An excellent book to read on the benefits gained from an adequate (not high) protein diet is "Protein Power: The High-Protein/Low Carbohydrate Way to Lose Weight, Feel Fit, and Boost Your Health-in Just Weeks!" by Michael and Mary Eades.
More and more researchers are citing insulin as the main culprit in weight gain and expound the benefits of a diet low in carbohydrates. Carbohydrates – in particular rapidly-absorbed simple carbohydrates (sugars) – stimulate the body to store fat, thus making weight loss difficult. Researchers have found that eating larger portions of protein in conjunction with severely reduced portions of carbohydrates causes people to burn the excess fat stored in their bodies.
Despite their caloric density, a 2003 review of all the research on the matter concluded eating nuts every day might actually help one maintain or even lose weight. [American Journal of Clinical Nutrition 78 (2003): p.647s]
Studies in coconut eating countries have shown a higher metabolic rate in both men and women than in the general US population.
October 2014: A study by scientists at Edinburgh and Southampton universities and published in the journal Diabetes has shown that moderate sunlight exposure causes the skin to release a gas called nitric oxide, which in turn helps regulate metabolism and slow weight gain.
Increased physical activity lowers the risk of obesity, favorably influences the distribution of body weight and has a variety of health-related benefits, even in the absence of weight loss. Exercise is the natural partner to weight loss. You will discover improvement in balance, energy level, immune function, muscular strength, reflexes, and self-esteem.

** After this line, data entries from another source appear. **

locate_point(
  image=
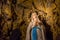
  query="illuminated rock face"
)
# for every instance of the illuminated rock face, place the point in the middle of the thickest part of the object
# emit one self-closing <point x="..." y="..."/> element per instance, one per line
<point x="16" y="14"/>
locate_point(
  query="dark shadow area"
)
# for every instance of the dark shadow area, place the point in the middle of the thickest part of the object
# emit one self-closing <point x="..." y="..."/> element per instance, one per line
<point x="49" y="34"/>
<point x="15" y="34"/>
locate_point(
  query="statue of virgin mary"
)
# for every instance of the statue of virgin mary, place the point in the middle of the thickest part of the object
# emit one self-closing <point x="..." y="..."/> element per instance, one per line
<point x="35" y="30"/>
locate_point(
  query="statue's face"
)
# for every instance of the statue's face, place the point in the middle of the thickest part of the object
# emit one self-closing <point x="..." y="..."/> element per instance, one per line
<point x="34" y="17"/>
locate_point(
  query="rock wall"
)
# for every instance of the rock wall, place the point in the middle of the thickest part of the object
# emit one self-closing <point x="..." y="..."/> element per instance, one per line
<point x="16" y="14"/>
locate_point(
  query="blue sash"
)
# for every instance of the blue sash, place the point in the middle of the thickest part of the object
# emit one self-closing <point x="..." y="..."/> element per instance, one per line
<point x="34" y="33"/>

7-Keto DHEA supplements, at a dose of 200mg per day in adults 25 to 55 years of age has been shown in a double-blind trial to enhance weight loss, aid in the reduction of body fat and effect thyroid hormone levels. This two-month study also demonstrated that 7-Keto does not significantly affect blood sugar, testosterone, estradiol, liver or kidney function.
How much DHEA we maintain may be involved in determining how fat is actually stored in the body. In another study, DHEA was given to five male, normal weight subjects at a dose of 1600mg per day, divided into 4 doses. After 28 days, with diet and physical activity remaining normal, 4 of the 5 exhibited a mean body fat decrease of 31% with no overall weight change. This meant that their fat loss was balanced by a gain in muscle mass characteristic of youth. At the same time, their LDL levels fell by 7.5% to confer protection against cardiovascular disease.

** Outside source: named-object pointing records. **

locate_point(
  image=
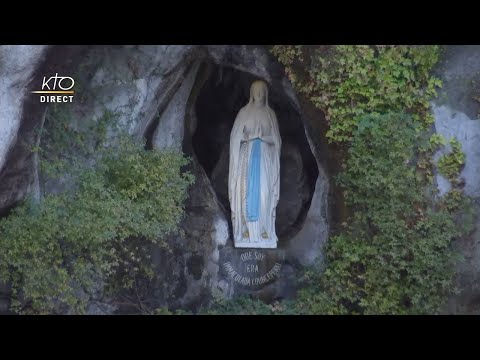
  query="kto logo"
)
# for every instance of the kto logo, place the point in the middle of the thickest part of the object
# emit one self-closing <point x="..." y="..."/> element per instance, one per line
<point x="57" y="88"/>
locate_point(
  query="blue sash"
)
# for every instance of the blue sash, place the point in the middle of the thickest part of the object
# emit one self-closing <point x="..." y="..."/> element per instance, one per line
<point x="253" y="181"/>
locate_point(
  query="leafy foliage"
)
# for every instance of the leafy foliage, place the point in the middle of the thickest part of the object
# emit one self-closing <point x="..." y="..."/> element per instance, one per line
<point x="55" y="250"/>
<point x="244" y="305"/>
<point x="348" y="81"/>
<point x="395" y="255"/>
<point x="451" y="164"/>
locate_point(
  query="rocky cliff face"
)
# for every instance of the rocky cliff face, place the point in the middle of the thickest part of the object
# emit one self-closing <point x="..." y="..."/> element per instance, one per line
<point x="457" y="115"/>
<point x="184" y="97"/>
<point x="187" y="97"/>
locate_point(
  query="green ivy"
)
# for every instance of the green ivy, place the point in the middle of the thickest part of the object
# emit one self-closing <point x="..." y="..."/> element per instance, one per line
<point x="395" y="255"/>
<point x="54" y="251"/>
<point x="450" y="165"/>
<point x="348" y="81"/>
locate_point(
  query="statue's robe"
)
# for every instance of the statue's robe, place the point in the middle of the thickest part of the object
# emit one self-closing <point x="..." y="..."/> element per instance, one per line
<point x="254" y="175"/>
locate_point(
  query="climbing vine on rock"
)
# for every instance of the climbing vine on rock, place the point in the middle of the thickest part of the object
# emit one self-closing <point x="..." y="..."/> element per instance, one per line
<point x="96" y="235"/>
<point x="347" y="81"/>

7-Keto DHEA does not become converted to sex hormones as DHEA does. The choice of whether to use DHEA or 7-Keto DHEA will be influenced by your sex and adrenal hormone status. Laboratory testing is required to determine this.
Masked food allergy can be a factor in the development and persistence of obesity. [Abstract. J Lab Clin Med 32: p.1547, 1947]
A 3-month double-blind study of 122 moderately overweight people found that 400mcg of chromium daily resulted in an average loss of 6.2 pounds (2.8kg) of body fat, as opposed to 3.4 pounds (1.5kg) in the placebo group. There was no loss of lean body mass. These results suggest that chromium can help you lose fat without losing muscle.
However, six smaller double-blind placebo-controlled studies found chromium picolinate supplements produced no weight loss or change in lean body mass. These conflicting results may be due to differences in study size, the dosage of chromium, and the individuals enrolled. Overall, chromium does appear to be promising.